体勢を建て直したばかりのノワール星人にマリアが両腕に雷撃を纏わせた手甲鉤でラッシュを叩き込んだ。

 

マリア「終わりよ!!」

 

ホロボロス型ギア最大の技『MEGANTECRUSH†THUNDER』をノワール星人に叩き込んだのだ。

 

ノワール星人「ぐがあぁぁぁぁーーーーーーーーーーーーーーーーーーーーーーーーーー!!」

 

MEGANTECRUSH†THUNDERを叩き込まれてノワール星人は壁に叩きつけられると突き破って外に投げ出されて地面に叩きつけられた。

 

ノワール星人「あぐ…ま、まだだ…まだ…私は…復讐を…とげてな…ぃ…………」

 

地面に叩きつけられたノワール星人はマリアがいる場所、自身の円盤に這いずるように近づくが力尽きて倒れて動かなくなった。

 

マリア「!」

 

空いた穴からノワール星人の最期を見届けたマリアは巨大なものが倒れる音がして見るとホロボロスがラグストーンMを倒していた。

 

ホロボロス「ガルウォオォォォォーーーーーーーーーーーーーーーーーーーーーーーーーーン!!!!」

 

マリア「終わったわね…」

 

ラグストーンMを倒したホロボロスが勝利の咆哮を聞いてマリアは勝利を確信して言うのだった。
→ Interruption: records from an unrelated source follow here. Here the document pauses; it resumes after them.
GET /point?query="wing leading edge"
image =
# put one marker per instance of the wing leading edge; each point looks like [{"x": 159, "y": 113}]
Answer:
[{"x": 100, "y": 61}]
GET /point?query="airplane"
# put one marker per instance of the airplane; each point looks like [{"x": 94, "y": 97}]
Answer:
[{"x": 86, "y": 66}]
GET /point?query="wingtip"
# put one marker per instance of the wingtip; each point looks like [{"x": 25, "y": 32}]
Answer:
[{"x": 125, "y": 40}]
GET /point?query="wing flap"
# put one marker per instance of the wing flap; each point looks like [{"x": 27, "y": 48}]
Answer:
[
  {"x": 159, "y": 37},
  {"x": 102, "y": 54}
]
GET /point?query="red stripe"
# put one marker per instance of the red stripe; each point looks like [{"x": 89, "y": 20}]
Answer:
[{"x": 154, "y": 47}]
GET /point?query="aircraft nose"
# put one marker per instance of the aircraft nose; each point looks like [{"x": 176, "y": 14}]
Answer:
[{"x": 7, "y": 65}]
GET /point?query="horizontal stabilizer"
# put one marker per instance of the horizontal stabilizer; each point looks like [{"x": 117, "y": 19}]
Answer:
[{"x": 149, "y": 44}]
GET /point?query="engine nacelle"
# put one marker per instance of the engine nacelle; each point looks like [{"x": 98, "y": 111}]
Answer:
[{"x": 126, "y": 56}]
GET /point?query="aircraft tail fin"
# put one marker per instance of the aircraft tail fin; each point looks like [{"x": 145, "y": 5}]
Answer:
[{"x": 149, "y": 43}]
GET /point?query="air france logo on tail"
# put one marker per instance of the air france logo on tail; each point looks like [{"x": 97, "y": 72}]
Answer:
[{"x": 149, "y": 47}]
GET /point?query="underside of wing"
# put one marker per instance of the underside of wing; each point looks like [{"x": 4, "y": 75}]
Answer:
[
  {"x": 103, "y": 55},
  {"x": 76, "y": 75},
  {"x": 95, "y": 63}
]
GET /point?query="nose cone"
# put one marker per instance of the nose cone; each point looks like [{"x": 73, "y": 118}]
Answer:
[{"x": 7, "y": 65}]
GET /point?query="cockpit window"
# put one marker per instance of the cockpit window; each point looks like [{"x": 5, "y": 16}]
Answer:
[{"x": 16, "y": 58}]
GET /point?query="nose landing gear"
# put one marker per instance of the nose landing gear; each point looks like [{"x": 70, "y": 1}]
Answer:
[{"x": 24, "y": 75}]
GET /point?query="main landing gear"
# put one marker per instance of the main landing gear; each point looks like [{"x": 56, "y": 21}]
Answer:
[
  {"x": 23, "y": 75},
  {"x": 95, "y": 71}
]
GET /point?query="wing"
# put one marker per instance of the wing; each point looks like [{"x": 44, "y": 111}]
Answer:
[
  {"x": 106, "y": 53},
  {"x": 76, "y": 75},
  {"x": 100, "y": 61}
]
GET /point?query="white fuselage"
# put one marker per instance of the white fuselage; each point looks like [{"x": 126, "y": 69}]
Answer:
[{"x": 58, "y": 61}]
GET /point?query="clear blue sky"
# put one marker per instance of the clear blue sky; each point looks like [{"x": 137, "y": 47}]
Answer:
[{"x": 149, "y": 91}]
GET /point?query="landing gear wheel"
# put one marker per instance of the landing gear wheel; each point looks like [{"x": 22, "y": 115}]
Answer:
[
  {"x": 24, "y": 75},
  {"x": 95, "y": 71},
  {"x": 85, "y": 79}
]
アレクシス「おやおや、折角強力な怪獣も出したのに。ま、これさえあればほとんど用済みだったしね」

ベノラたちを倒したホロボロスを見ていたアレクシスは手元にあったノワール星人が作った装置を見ながら言う。

?「どうやら首尾は上々のようだな」

声が聞こえて振り向くと全身をローブで包んで隠している身長が120cmくらいの子供、『勇者刑事 ジェイデッカー』の世界にてマリアたちと戦った子供だった。

アレクシス「おや、君か」

子供が浮遊して自身の前に現れたことにアレクシスは驚きもせずに言う。

アレクシス「言われた通りに作ってもらったよ。さ、アカネくんを返してもらおうか」

ノワール星人に作らせた装置を子供に渡してアレクシスは言う。

?「確かに。新条 アカネならすでに返した。気になるようなら確認するがいい」

装置を受け取った子供はアレクシスの求める『新条 アカネ』を解放したと言う。

アレクシス「そうさせてもらうよ」

子供に言われてアレクシスはその場から煙のように消えていった。

?「さて、第一の実験の最終段階を始めようか…」

アレクシスが去って、子供はフードの奥で笑いながら言うのだった。